Le Telegraph rapporte dans un article récent, s’appuyant sur des images satellites, que le régime iranien a entrepris de bloquer trois entrées de tunnels du complexe nucléaire d’Ispahan. Selon le journal, ces entrées ont été scellées à l’aide de remblais de terre compactée, de barrières de protection et d’amas de débris – une action qui semble viser à renforcer la sécurité et à réduire la vulnérabilité du site.
L’Institut pour la science et la sécurité internationale (ISSI), après avoir examiné les mêmes images, confirme que la construction de ces barrières a probablement débuté le 18 mars ou peu après.

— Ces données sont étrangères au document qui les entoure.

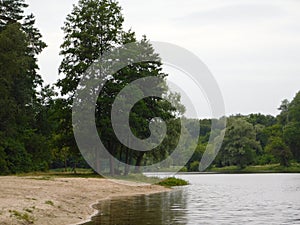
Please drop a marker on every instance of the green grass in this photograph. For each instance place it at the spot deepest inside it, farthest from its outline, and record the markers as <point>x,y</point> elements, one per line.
<point>271,168</point>
<point>22,216</point>
<point>172,182</point>
<point>59,173</point>
<point>49,203</point>
<point>135,177</point>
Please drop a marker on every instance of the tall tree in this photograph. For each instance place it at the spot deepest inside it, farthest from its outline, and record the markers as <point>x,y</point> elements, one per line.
<point>239,145</point>
<point>291,130</point>
<point>20,43</point>
<point>92,28</point>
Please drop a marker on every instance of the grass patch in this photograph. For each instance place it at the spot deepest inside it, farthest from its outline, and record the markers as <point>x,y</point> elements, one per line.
<point>172,182</point>
<point>50,175</point>
<point>22,216</point>
<point>49,203</point>
<point>28,210</point>
<point>134,177</point>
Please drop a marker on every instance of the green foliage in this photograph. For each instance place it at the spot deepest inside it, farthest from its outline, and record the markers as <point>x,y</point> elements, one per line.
<point>280,150</point>
<point>240,144</point>
<point>49,202</point>
<point>172,182</point>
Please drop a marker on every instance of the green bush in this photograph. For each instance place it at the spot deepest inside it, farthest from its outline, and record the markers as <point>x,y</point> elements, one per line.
<point>172,182</point>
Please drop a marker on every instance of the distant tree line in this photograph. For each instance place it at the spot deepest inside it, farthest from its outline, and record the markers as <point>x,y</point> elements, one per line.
<point>36,120</point>
<point>256,139</point>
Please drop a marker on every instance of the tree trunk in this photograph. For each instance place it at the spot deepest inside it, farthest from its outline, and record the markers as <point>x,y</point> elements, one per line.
<point>138,162</point>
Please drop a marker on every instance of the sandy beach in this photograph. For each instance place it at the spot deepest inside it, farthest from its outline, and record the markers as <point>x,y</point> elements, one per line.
<point>59,201</point>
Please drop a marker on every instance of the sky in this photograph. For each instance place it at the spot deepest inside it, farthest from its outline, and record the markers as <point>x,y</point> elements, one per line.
<point>252,47</point>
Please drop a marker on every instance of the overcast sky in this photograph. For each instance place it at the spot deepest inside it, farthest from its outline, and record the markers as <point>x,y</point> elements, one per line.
<point>252,47</point>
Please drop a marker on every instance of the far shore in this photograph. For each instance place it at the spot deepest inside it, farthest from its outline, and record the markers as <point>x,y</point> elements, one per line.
<point>64,201</point>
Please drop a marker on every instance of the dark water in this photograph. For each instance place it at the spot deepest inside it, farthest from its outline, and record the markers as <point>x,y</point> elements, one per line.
<point>212,199</point>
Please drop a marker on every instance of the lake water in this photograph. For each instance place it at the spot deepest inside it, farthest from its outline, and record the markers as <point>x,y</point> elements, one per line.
<point>211,199</point>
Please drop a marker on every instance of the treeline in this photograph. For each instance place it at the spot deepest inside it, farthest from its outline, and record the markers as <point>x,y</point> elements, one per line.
<point>36,132</point>
<point>256,139</point>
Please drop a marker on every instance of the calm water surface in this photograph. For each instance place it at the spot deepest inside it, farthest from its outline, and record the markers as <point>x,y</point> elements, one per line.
<point>211,199</point>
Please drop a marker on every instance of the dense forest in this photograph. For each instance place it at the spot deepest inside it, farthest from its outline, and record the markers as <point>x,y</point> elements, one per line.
<point>36,132</point>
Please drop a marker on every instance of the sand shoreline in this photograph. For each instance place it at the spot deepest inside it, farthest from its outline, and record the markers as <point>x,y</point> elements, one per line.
<point>69,201</point>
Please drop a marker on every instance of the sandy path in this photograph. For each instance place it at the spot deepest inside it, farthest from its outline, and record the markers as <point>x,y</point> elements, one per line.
<point>59,201</point>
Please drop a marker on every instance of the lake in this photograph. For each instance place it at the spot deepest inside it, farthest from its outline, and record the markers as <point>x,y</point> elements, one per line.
<point>211,199</point>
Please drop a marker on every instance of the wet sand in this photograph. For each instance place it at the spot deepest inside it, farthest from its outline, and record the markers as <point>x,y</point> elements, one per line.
<point>59,201</point>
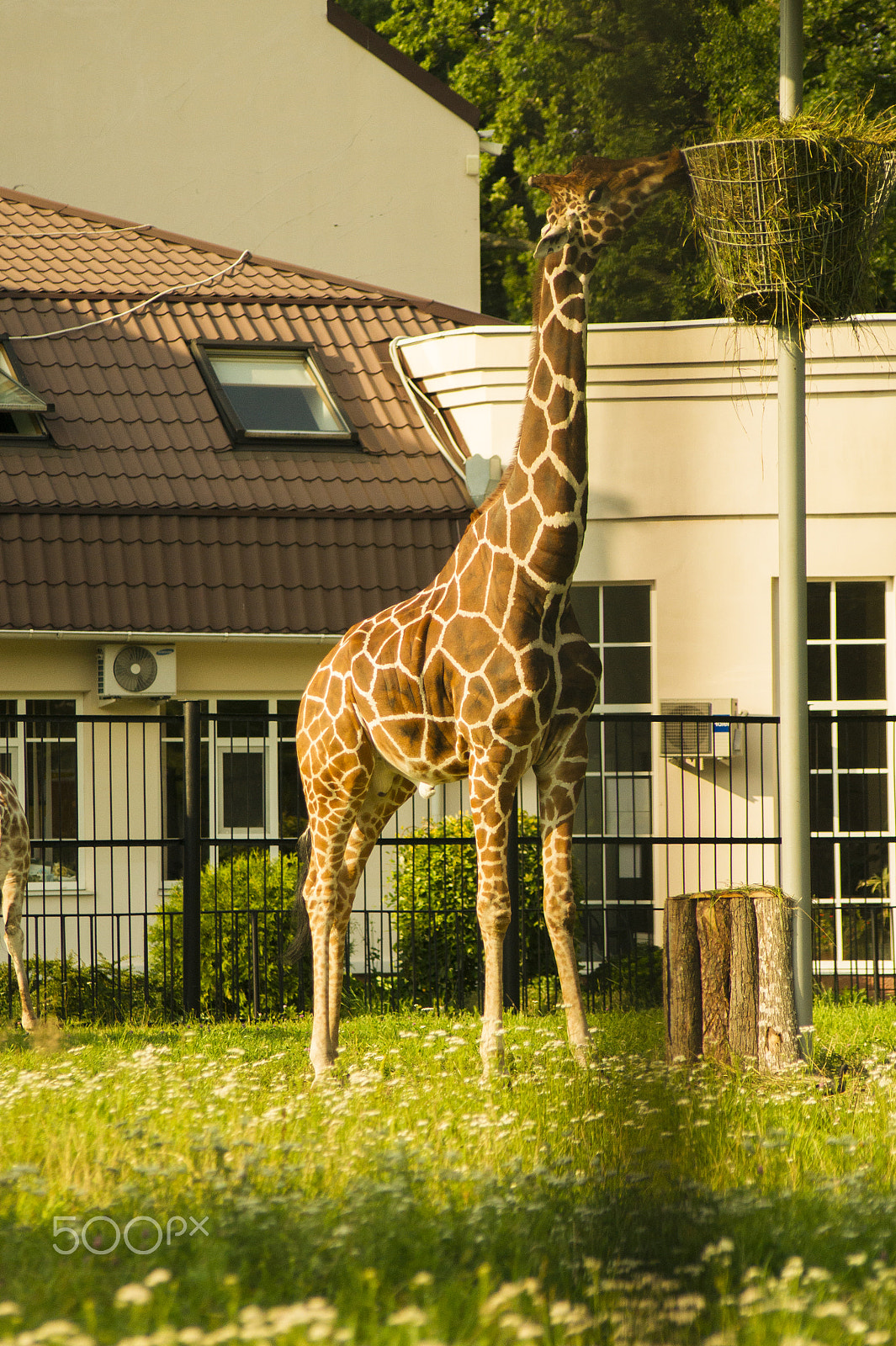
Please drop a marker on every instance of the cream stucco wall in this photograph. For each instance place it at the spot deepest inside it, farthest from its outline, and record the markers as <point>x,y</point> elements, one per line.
<point>248,125</point>
<point>684,473</point>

Cet institut, spécialisé dans le suivi des développements liés aux programmes nucléaires, souligne que la rapidité de ces mesures témoigne de préoccupations croissantes en matière de sécurité autour du site.
Selon des analystes militaires, de telles mesures sont généralement évaluées dans le cadre de stratégies de défense passive. Le blocage des entrées de tunnels peut rendre la pénétration directe dans les sections souterraines plus difficile et allonger le temps nécessaire à toute opération offensive. Ces barrières peuvent également rendre les forces d’attaque plus vulnérables, notamment lorsque les systèmes de défense et de missiles sont actifs.
Selon un autre article du Telegraph, le site d’Ispahan serait l’un des principaux centres de stockage de matières nucléaires hautement enrichies. On estime qu’au moins la moitié des quelque 400 kilogrammes d’uranium hautement enrichi que possède l’Iran est entreposée dans ce complexe. Ces matières, si elles étaient enrichies davantage, pourraient servir au cycle de production d’armes nucléaires.
Ces révélations interviennent alors que le programme nucléaire iranien reste au centre de l’attention des instances internationales et des grandes puissances, et que toute modification de ses infrastructures est suivie de près.